The U.S. dollar had its growing popularity reinforced by constructive data showing continued low weekly jobless claims and tame but rising inflation. Jobless claims inched up to 205,000 but printed below forecasts of an increase to 210,000. Overall U.S. consumer inflation increased by two ticks to 2.5% annually in January, the highest since October 2018. The trade-weighted dollar’s uptrend to four-month highs will be tested next by Friday figures on European quarterly growth and U.S. retail sales, the lifeblood of America’s economy. 


Renewed concerns about the coronavirus undercut a rebound in the Canadian dollar and sibling commodity counterparts from Down Under. The loonie edged toward four-month lows following news of an overnight spike in new cases of the deadly virus. Still, the cause of the surge in new cases was reportedly attributed to a new way of diagnosing the disease. Nevertheless, today’s price action underscores markets’ heigthened sensitivity to all things China at the moment, a risk factor for commodity-correlated assets. 

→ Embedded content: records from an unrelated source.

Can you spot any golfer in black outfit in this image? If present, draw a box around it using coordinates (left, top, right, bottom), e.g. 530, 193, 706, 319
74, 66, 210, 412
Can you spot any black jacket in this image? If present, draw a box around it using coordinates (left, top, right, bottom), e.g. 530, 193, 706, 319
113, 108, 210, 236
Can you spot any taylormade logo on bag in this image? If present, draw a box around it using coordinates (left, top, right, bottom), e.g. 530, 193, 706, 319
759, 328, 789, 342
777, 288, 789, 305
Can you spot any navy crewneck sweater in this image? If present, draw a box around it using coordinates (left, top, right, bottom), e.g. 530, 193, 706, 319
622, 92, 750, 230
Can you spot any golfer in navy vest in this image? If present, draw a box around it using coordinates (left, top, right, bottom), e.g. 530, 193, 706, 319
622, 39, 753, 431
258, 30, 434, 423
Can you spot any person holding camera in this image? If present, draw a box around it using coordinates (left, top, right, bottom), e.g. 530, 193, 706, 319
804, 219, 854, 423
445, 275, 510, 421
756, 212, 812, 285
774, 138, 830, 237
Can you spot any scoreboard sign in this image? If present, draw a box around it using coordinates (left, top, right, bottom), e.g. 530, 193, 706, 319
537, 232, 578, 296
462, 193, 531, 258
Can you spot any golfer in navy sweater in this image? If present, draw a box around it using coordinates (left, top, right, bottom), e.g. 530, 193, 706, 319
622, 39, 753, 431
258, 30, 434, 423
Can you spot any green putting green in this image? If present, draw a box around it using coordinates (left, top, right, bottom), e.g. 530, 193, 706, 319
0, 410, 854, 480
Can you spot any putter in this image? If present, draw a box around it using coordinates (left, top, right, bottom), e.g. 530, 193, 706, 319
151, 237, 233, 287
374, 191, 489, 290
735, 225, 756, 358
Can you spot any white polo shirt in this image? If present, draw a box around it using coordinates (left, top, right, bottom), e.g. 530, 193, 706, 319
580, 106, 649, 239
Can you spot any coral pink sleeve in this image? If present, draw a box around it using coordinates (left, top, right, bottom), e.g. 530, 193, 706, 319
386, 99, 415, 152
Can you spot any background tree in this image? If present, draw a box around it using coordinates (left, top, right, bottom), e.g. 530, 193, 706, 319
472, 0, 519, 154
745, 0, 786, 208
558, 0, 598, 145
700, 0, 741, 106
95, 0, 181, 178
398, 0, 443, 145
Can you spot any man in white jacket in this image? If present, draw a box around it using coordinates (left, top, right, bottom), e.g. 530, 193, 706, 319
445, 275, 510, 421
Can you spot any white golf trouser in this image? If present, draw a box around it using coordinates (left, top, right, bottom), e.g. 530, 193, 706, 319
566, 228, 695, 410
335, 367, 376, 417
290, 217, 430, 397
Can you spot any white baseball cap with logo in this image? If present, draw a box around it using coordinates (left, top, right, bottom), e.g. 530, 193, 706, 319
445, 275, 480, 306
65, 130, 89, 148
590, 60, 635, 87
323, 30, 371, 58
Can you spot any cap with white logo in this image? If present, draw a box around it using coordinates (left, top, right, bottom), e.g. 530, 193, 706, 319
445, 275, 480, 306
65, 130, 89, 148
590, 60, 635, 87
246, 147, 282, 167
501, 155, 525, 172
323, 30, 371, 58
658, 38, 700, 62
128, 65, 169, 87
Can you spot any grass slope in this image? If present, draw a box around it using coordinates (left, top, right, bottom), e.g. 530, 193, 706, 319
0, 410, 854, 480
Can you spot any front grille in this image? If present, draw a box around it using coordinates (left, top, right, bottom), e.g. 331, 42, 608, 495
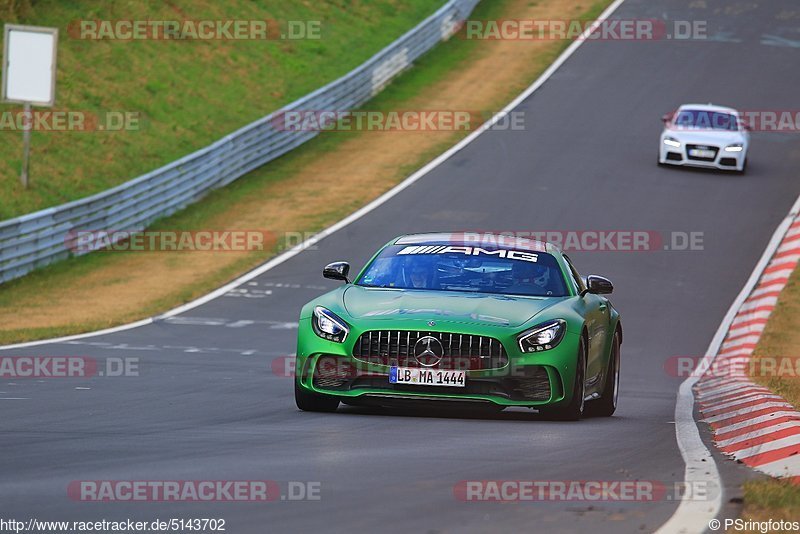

A dismal euro zone factory survey Wednesday was the straw that broke the euro’s back, tipping it to 2 ½ year lows against the U.S. dollar and 4 ½ year lows against the Swiss franc. The survey added to mounting evidence of deteriorating manufacturing conditions in Germany and the wider euro area. How low the euro goes may hinge on the health of fourth quarter growth data from Germany and the euro bloc Friday. Prints that should fall short of forecasts of an anemic 0.1% rise would risk another leg lower for the euro.